Politicamente incorreta, série norte-americana foge das usuais piadas racistas

iG Minas Gerais |

Tradição x modernidade. Andre e Rainbow e filhos compõem a família protagonista de “Black-ish”
Adam Taylor
Tradição x modernidade. Andre e Rainbow e filhos compõem a família protagonista de “Black-ish”

Los Angeles, EUA. Em tempos em que o politicamente correto está cada vez mais presente na TV e no cinema, chama a atenção quem tenta ir na onda contrária, como a série norte-americana “Black-ish”, no ar por lá desde setembro e sem previsão de estreia por aqui.

A atração vai além das piadas racistas, recorrentes nas produções dos Estados Unidos, e debate a segregação dos negros. A história começa quando o publicitário bem-sucedido e complexado Andre, vivido por Anthony Anderson (o detetive Kevin Bernard de “Law & Order”), tem uma crise ao pensar que os filhos estão incorporando hábitos que não têm nada a ver com o estereótipo da cultura negra.

Para piorar, a promoção de um colega branco no trabalho faz com que ele se sinta discriminado, deixando a família irritada por sua obsessão em fazer somente o que os negros fazem. “Não temos medo de ofender ninguém”, avisa o produtor executivo Larry Wilmore, também negro.

Na equipe, apenas o diretor James Griffiths é branco. “Queríamos alguém de fora da cultura para entender e filtrar as coisas”, explica Kenya Barris, criadora da série. Tracee Ellis Ross, intérprete de Rainbow, mulher de Andre, que reprova a atitude do marido, avalia que a discussão de “Black-ish” está no texto e não representada na família negra do protagonista. “Acho que, às vezes, há uma confusão com um elenco negro. Existe uma diferença entre elenco negro e série negra. Em um programa com pessoas brancas, nenhuma pessoa branca vai se identificar com isso”, analisa a atriz, filha da cantora Diana Ross.

Com humor acima do tom, a atração exagera nas situações. No primeiro episódio, Andre entra em crise quando um dos filhos diz que quer ter seu bar mitzvah, cerimônia religiosa pela qual os judeus homens passam ao completar 13 anos. Ao longo de quase meia hora, o personagem retoma clichês das origens africanas. O título poderia ser traduzido para “mais ou menos negro”, por causa do sufixo “ish”, em inglês.

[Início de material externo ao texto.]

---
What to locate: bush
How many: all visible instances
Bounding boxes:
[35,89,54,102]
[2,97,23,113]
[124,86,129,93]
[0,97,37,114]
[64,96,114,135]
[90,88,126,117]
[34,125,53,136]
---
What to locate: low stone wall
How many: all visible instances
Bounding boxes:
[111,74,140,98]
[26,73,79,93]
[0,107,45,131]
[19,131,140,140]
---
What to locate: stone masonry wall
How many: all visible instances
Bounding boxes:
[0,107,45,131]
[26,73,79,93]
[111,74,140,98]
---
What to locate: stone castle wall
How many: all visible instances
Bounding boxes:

Uma das armas da série é ter Laurence Fishburne no elenco e na produção executiva. Figura conhecida por filmes como “Matrix” (1999), o veterano interpreta o pai aposentado de Andre, que também bate de frente com as ideias do filho. Para ele, estar em um papel cômico é uma novidade. “A comédia é difícil. Disse ao Larry que nunca havia feito isso. É difícil quando você tem de fazer as pessoas rirem. Essa é uma das razões pelas quais acho que essa série funciona, pois estamos sendo verdadeiros”, aposta o ator.

Na trama, o preconceito passa pelos adultos da família. Segundo Fishburne, as crianças de hoje não veem mais a diferença de cor. “Elas não discriminam mais. Tenho uma filha de 7 anos. Minha mulher e eu estávamos vendo TV com ela e passou o trailer do filme ‘Dear White People’ (que fala sobre um grupo de estudantes negros), que tem as mesmas referências do nosso programa. Nós dois rimos histericamente e ela, não”, contou o ator em entrevista coletiva para jornalistas estrangeiros durante evento da rede norte-americana ABC, em Los Angeles.

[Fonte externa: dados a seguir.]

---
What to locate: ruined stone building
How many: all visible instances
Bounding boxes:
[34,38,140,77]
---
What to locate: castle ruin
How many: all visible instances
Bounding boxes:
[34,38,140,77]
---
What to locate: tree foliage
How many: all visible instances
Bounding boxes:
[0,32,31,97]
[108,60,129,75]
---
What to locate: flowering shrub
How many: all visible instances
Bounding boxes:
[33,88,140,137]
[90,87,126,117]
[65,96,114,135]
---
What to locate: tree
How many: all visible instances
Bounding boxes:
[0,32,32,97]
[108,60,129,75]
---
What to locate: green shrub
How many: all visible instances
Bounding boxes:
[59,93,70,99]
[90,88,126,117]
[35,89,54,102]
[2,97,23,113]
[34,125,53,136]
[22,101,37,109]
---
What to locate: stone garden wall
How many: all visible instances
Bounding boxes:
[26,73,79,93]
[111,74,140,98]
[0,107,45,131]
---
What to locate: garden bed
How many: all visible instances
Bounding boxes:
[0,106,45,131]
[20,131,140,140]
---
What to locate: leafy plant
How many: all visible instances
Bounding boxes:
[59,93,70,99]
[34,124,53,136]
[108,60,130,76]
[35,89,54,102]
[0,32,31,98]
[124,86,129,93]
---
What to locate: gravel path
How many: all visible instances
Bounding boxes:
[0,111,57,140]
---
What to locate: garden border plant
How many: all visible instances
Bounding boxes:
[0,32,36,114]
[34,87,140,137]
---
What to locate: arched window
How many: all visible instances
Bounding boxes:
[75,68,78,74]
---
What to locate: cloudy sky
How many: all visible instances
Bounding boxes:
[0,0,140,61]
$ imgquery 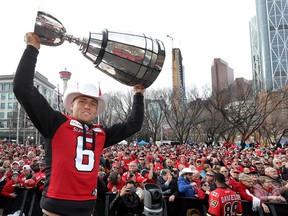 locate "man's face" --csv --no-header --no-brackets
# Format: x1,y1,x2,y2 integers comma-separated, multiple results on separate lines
128,163,137,172
265,168,278,178
273,159,282,169
71,96,98,123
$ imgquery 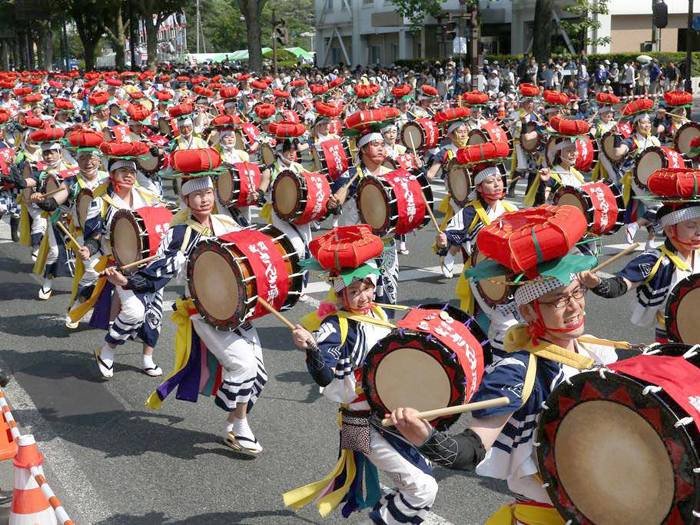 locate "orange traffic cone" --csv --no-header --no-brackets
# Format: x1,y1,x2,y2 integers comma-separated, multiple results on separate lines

A autora Kenya Barris faz coro com a teoria de Laurence Fishburne. “Não importa qual a sua tradição, cultura ou raça, sempre haverá alguém ligado a isso. E as crianças estão tentando deixar isso passar, pois elas não terão esse tipo de questão. O mesmo acontece no que diz respeito ao gênero, homossexualidade ou classe. Esse é o obstáculo entre pais e filhos. As crianças estão vivendo com uma noção elevada do que nós estamos passando no mundo atual”, filosofa a roteirista.